Russian singers plumb the depths of the human vocal range

National Lutheran Chior
National Lutheran Chior
Photo courtesy of National Lutheran Choir

David Cherwien has a theory he's borrowed about why there is a centuries old human fascination with deep vocal sounds.

"One of my mentors, Alice Parker, talks about this as being a characteristic that surprisingly comes out of oppressed cultures," he says.

Alice Parker is an American composer and conductor.

Cherwien is music director and conductor of the Minneapolis-based National Lutheran Choir. There's no scholarly support for his theory. But there's some circumstantial evidence.

Consider the Tuvans in Siberia.

David Cherwien
David Cherwien, Music Director
Photo courtesy of National Lutheran Choir

Before Tuva's independence, China, then Russia, then the Soviet Union took advantage of their remote neighbor. Tuvan throat singing by the group Huun Huur Tu features lots of low notes but who knows? Maybe the tradition is born as much from the isolation of herding reindeer as from oppression.

The theory gets a bit more support closer to home with the Fairfield Four and bass Isaac Freeman. It's much easier to imagine a link between their music which features Freeman's remarkable range and the oppression of slavery.

How does the theory of oppressed cultures' fascination with the mournful sound of low voices express itself in Russian music?

For centuries Russians suffered under one lethal batch of leaders after another. Many found refuge in the church. On Sunday in Minneapolis the State Symphony Capella will sing liberal doses of Sergei Rachmaninoff's music. He composed plenty of choral music where he often sent the low voices into the vocal root cellar.

Russian sacred choral music conjures an image of people gathering to try find some comfort and hope in their Orthodox houses of worship, according to David Cherwien.

"I think we get images of these wonderful open mysterious spaces, probably dark, although that may be a stereotype with incense and icons, and the music represents that sense of mystery."

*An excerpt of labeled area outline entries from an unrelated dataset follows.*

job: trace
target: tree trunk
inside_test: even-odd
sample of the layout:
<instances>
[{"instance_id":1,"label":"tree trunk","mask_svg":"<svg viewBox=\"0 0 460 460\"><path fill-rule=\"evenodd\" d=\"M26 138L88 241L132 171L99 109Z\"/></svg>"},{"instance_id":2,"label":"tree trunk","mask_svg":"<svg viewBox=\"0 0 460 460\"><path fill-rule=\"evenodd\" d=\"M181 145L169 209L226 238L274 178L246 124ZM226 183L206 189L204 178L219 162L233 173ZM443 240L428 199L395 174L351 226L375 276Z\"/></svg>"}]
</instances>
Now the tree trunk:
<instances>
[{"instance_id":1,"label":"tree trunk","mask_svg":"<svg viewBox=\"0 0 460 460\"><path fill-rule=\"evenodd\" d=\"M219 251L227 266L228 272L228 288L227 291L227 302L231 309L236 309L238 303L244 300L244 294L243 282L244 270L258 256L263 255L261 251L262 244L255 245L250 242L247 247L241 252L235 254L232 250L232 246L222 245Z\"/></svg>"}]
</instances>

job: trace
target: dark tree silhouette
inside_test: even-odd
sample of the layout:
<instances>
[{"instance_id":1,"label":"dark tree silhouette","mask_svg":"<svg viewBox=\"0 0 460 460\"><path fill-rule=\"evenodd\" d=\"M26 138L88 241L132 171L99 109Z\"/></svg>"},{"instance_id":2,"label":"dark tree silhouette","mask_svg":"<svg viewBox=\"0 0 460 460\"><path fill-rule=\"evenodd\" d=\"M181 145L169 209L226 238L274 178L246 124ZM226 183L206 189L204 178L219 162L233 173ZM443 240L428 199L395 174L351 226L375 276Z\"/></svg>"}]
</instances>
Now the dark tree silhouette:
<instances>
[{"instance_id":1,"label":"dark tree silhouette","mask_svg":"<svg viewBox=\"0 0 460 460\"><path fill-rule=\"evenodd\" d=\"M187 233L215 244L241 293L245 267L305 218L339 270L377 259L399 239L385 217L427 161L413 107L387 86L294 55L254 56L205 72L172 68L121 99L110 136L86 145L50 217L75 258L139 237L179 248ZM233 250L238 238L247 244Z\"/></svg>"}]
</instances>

Russian church music for a long time seldom reached ears outside the country.

Part of the reason was a tiff in 1054 between religious leaders in Rome and Constantinople over what language to use in the church helped bottle up and isolate the eastern music tradition from the west, Cherwien says.

One reason it has taken so long for Russia's premier chorus to come the United States can be traced to the former Soviet Union.

Soviet arts bosses controlled the destiny of artistic groups, says Leonid Flyshacker, a New York producer who helped arrange the choirs' U.S. tour.

"They were in command to say who is touring where and why," he says.

When the Soviet Union disintegrated 16 years ago, the USSR Chamber Choir became the State Symphony Capella and traveled the world.

In Minneapolis they'll share the stage with the National Lutheran Choir. The two choirs will perform separately, and then they'll stand together, all 120 voices, to sing a couple of tunes including a famous one, Pavel Chesnokov's song praising the Virgin Mary. The piece got a makeover and a new title in the West, "O Lord God," to make it palatable for Protestants.

The combined choruses will sing the Chesnokov composition as written in Russian.